El paisaje de abandono en el que nos introducimos es el escenario de una batalla hace tiempo entablada y perdida. Es la fábrica, el lugar por antonomasia de lo moderno. El marco en el que el trabajo se transformó en una guerra, en una llamada desesperada a la movilización total de todas las fuerzas y todas las vidas, en la epifanía de una economía que en el siglo XX tomó el casi exclusivo avatar de economía de guerra y se apoderó de todos los recursos con el único imperativo de la producción. Todo es procesado en la automática actividad fabril. En este espacio casi solemne, el de una industria cárnica  abandonada, los azulejos blancuzcos despiden un breve fulgor entre la inmundicia; por todas partes, restos indistintos de instrumentos, de herramientas, de albaranes y anotaciones escrupulosas,  de cosas que se usaron en una lucha en ocasiones atroz, en ocasiones monótona y tediosa. En el desamparo se esparce desordenado todo lo que un ejército empleó, todo lo que gastó, todo lo que dejó precipitadamente atrás en su retirada inesperada y caótica.

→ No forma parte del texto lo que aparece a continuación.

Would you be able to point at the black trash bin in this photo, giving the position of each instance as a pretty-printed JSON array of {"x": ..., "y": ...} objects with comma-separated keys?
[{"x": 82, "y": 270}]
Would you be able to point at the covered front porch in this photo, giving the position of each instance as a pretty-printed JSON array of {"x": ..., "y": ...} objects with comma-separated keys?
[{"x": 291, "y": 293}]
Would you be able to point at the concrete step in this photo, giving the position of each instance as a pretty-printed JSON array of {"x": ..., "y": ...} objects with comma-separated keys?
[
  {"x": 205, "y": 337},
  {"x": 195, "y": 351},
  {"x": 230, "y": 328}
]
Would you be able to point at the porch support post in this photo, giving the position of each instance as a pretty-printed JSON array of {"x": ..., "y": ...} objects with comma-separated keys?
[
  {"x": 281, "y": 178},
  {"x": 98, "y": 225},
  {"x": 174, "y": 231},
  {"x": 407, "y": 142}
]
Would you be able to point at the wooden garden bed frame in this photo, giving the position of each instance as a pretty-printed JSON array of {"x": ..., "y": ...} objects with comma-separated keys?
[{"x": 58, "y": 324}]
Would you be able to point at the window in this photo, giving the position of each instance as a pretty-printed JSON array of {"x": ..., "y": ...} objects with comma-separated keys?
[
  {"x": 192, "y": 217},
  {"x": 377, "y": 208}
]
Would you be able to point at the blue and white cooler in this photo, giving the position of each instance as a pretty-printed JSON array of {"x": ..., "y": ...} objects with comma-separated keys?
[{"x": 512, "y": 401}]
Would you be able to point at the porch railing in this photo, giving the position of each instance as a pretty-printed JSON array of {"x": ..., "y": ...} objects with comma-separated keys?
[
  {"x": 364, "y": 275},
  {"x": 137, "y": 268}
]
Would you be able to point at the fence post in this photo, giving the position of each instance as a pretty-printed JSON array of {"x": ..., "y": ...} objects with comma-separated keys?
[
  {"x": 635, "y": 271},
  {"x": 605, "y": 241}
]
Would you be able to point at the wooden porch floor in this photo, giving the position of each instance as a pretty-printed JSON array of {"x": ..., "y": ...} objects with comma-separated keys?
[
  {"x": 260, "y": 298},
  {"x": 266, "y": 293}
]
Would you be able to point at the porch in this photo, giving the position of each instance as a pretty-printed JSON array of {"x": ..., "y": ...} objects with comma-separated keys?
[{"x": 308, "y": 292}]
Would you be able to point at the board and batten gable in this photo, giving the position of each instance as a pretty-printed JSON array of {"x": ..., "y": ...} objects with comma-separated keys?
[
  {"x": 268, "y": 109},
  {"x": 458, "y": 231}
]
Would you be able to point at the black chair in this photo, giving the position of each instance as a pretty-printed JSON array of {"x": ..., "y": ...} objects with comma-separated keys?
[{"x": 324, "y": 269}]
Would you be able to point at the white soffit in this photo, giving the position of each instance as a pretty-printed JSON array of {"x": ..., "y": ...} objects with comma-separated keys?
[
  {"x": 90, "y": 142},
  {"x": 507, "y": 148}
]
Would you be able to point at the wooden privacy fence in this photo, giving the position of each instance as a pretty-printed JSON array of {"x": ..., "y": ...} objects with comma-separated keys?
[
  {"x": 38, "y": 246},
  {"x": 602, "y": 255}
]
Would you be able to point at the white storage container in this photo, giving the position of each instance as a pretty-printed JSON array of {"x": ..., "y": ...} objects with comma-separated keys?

Queda el paisaje de una batalla, el marco en el que ya sólo es posible adivinar sombras terroríficas, o dolientes, o gestos desesperados de espectros que siguen trabajando, que siguen siendo reclutados por las mañanas en un llamamiento que no termina ni siquiera con la muerte y se repite como la muerte. Las figuras arrancadas al silencio de los azulejos están trazadas con sobriedad, con contención, con la disciplina de no deslizarse hacia el sentimentalismo, sólo apuntando lo que no puede callarse ni ocultarse; sobre el pálido soporte de lo que fue un matadero se esbozan cuerpos en tensión detenida, contorsiones y movimientos cristalizados, acciones corporales atrapadas en su sola ejecución y sin la esperanza de llegar ya nunca a fin alguno. Esas imágenes convocadas en negro tienen el poder y la memoria de una belleza, pero de una belleza desolada, sin azúcares, como la evocada por Rilke al comenzar sus “Elegías de Duino”: una belleza que es anuncio de lo terrible.